Program penanggulangan bencana dan kemanusiaan merupakan program lain yang perlu terus diperkuat. Keterlibatan MDMC di bebagai daerah di Tanah Air dan juga di mancanegara (gempa Kashmir, Pakistan, dan lainnya) menunjukkan tekad solidaritas kemanusiaan global Muhammadiyah yang terus berlangsung. Selain itu, program kemanusiaan Muhammadiyah Aid di Palestina, Rohingya, hingga di Mindanao perlu keberlanjutan dan diperkuat secara kelembagaan.

Intensifikasi peran kemanusiaan Muhammadiyah di forum internasional memerlukan kolaborasi lebih luas lagi antarmajelis, lembaga, amal usaha, dan bahkan pimpinan Muhammadiyah di tingkat provinsi atau daerah. Peran Lembaga Hubungan dan Kerja Sama Internasional adalah menghubungkan beberapa pemangku kepentingan ini agar program-program yang telah dilakukan selama ini dapat lebih memberi manfaat.

Seiring dengan meningkatnya berbagai kasus kekerasan di tingkat global, perlu pendirian lembaga yang fokus pada upaya peacebuilding dan pengembangan peace studies. Ke depan, bukan tidak mungkin akan adanya peran peace keeping dengan melibatkan Kokam atau Tapak Suci.
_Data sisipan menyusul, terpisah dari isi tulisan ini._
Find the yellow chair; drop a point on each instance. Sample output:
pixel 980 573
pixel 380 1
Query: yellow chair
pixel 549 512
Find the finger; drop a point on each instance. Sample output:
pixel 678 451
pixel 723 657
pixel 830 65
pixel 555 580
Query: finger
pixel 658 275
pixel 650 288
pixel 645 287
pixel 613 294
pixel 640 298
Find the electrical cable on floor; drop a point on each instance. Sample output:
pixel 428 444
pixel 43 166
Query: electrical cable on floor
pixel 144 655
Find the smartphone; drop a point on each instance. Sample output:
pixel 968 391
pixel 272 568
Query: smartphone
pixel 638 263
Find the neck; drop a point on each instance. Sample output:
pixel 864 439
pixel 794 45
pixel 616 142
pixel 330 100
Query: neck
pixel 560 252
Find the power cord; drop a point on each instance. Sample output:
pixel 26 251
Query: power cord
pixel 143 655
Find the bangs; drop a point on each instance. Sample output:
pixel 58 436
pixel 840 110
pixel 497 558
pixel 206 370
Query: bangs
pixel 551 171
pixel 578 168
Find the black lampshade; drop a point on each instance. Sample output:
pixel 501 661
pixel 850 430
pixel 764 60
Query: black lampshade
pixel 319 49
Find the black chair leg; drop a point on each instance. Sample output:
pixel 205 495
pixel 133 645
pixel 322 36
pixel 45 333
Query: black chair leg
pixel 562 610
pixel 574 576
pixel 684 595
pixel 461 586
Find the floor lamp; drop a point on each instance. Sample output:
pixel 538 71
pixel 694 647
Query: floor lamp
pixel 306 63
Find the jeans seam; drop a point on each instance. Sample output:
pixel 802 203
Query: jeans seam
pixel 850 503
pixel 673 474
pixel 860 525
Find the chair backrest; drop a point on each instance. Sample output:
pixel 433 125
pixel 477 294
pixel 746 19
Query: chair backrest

Isu-isu baru yang muncul belakangan, seperti perubahan iklim dan energi terbarukan, memerlukan pendekatan dan formula baru untuk turut serta dalam merumuskan dan memecahkan problem bersama tersebut.

Publikasi internasional mengenai paham keagamaan Muhammadiyah sangat strategis mengingat belum masifnya sosialisasi mengenai paham agama Muhammadiyah dan perlunya Muhammadiyah menunjukkan jati diri sebagai organisasi Islam yang turut serta memecahkan masalah global melalui upaya membangun peradaban, juga menampilkan kosmopolitanisme Islam. Peran media, baik cetak maupun daring yang berbahasa asing (terutama bahasa Inggris dan Arab), menjadi salah satu prasyarat utama dalam mendukung upaya sosialisasi ini.

Ala kulli hal, laju dakwah Muhammadiyah di ranah internasional perlu dukungan sistem yang komprehensif alih-alih bergantung pada individu. Keterlibatan dan kolaborasi dengan Kementerian Luar Negeri Republik Indonesia (dan perwakilan-perwakilannya di seluruh dunia), organisasi Islam internasional (OIC), mitra-mitra lembaga humanitarian di tingkat global, serta kolaborasi pimpinan, majelis/lembaga, dan amal usaha Muhammadiyah seperti PTM/PTA dan pusat-pusat studi tidak terhindarkan di tengah tantangan dunia yang semakin kompleks. Wallahu a’lam.